Thanks for dropping in! Please feel welcome to share details and clear up any misconceptions. I hope you'll find a receptive audience.
Regarding the GPU, can you at least tell us:
- Will it be multi-core or just a proof-of-concept single-core design?
- Will it feature SIMD? How wide?
- What about SMT?
- VLIW?
- Will it have a classical cache hierarchy or just directly-addressed local memory?
- What about external memory? Will there be any? What type? Are you designing the memory controller or licensing it?
- Will it have a display controller? If so, what standards will it support? Again, license or build?
- Same questions for PCIe.
- What sort of special-function hardware will it have? ROPs? Texture engines?
- Will this be targeted at deploying on a FPGA or something designed for fabrication as an ASIC?
That's all I've got, right now.
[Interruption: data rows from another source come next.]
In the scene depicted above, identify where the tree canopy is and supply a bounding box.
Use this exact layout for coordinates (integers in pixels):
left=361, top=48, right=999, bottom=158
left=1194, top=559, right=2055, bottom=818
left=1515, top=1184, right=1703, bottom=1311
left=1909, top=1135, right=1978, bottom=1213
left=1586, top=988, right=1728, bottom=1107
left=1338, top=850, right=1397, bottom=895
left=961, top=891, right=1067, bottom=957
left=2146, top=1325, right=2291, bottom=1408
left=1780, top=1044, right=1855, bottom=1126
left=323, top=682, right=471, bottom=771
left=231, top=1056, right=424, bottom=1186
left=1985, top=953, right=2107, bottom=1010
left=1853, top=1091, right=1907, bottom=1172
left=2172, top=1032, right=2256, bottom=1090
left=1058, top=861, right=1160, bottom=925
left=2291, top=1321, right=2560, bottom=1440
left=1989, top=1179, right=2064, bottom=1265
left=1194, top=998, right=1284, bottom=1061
Feel free to answer as many or as few as you're comfortable speaking about.
: )
Thanks for the questions, didn't expect a response so quickly!
You can follow the GPU project here, it will be open source:
https://github.com/adam-maj/tiny-gpu
So far I haven't added any of my work except for the file structure (which will likely change).
The aim of the project is to make a very simple readable GPU with 0 depth file structure + <10-20 files so it's very straightforward to understand, and then to use it in a blog post I'll be making to help people understand the core concepts of GPUs without all the complexity of a full implementation.
Given that, my current design has:
- 12 instruction ISA
- Multi-core (I think that's kinda critical)
- SIMD/SIMT - I'm currently thinking just 2-4 cores, and each core has a warp size of 4 threads per warp.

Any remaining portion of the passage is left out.